Tant que la jeune fille avait été en péril, Charles, pour persévérer dans son abnégation, ne s’était pas trouvé aux prises avec son instinct. Ce fut plus difficile quand il sut que Rita reprenait le souffle et les couleurs et qu’après avoir cessé, pendant des semaines, d’être à quiconque, elle allait maintenant rentrer dans le siécle et bientôt même se donner à un autre. C’est la véritablement que commença le sacrifice. Le vœu était exaucé : il fallait payer, en acceptant avec sérénité ce que avenir apporterait.

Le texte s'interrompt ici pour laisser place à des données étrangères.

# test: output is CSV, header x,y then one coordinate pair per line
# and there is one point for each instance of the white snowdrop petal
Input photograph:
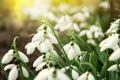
x,y
77,49
40,66
71,54
45,46
75,75
52,38
89,34
90,77
114,26
31,47
76,27
83,76
83,33
25,72
38,61
13,74
7,57
23,56
66,47
91,42
9,66
115,55
110,42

Il n’apporta rien pendant toute la première moitié de l’année 1930. Rien que la tristesse, entretenue par le fait que toutes choses restaient en suspens et que, par conséquent, l’incertitude n’autorisait ni quelque espoir nouveau qui eût chassé cette tristesse, ni l’abandon total qui l’eût poussée à l’accablement.

Rita, en février, était partie pour la Côte d’Azur afin d’y mener sa convalescence.

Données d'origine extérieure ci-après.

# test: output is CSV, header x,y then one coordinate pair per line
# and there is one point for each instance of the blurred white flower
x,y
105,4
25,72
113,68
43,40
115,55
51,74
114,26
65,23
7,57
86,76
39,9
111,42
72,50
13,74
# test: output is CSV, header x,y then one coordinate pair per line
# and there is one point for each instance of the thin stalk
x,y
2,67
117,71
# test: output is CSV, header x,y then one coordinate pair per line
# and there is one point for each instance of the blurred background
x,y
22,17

Elle en revint à la fin de mai et on reparla de son mariage. Cette fois, Mme Le Tourneur ne jugea pas à propos de se soustraire aux visites de Charles Christiani. Un jour, elle lui déclara, en même temps, que le cœur de Rita n’avait pas changé et que, chez les Ortofieri, on commençait à parler beaucoup de bans à publier et de contrat à établir.

Ce fut à cette circonstance que la cousine Drouet dut l’avantage de recevoir tardivement la visite qu’on lui avait promise plus d’un semestre auparavant.

Charles avait appris, fort malencontreusement, que le banquier Ortofieri venait de convoquer son notaire avec Luc de Cerfeuil et le sien. Il dut faire de grands efforts, ce jour-là, — qui était le 13 juillet, — pour dissimuler et se rappeler ses hautes résolutions. Colomba et Bertrand, installés dans leur bonheur conjugal, lui conseillèrent vivement d’entreprendre un grand voyage. Au moment dont nous parlons, il se trouvait chez eux ; on l’y voyait souvent, car il était en proie au perpétuel besoin de changer de place.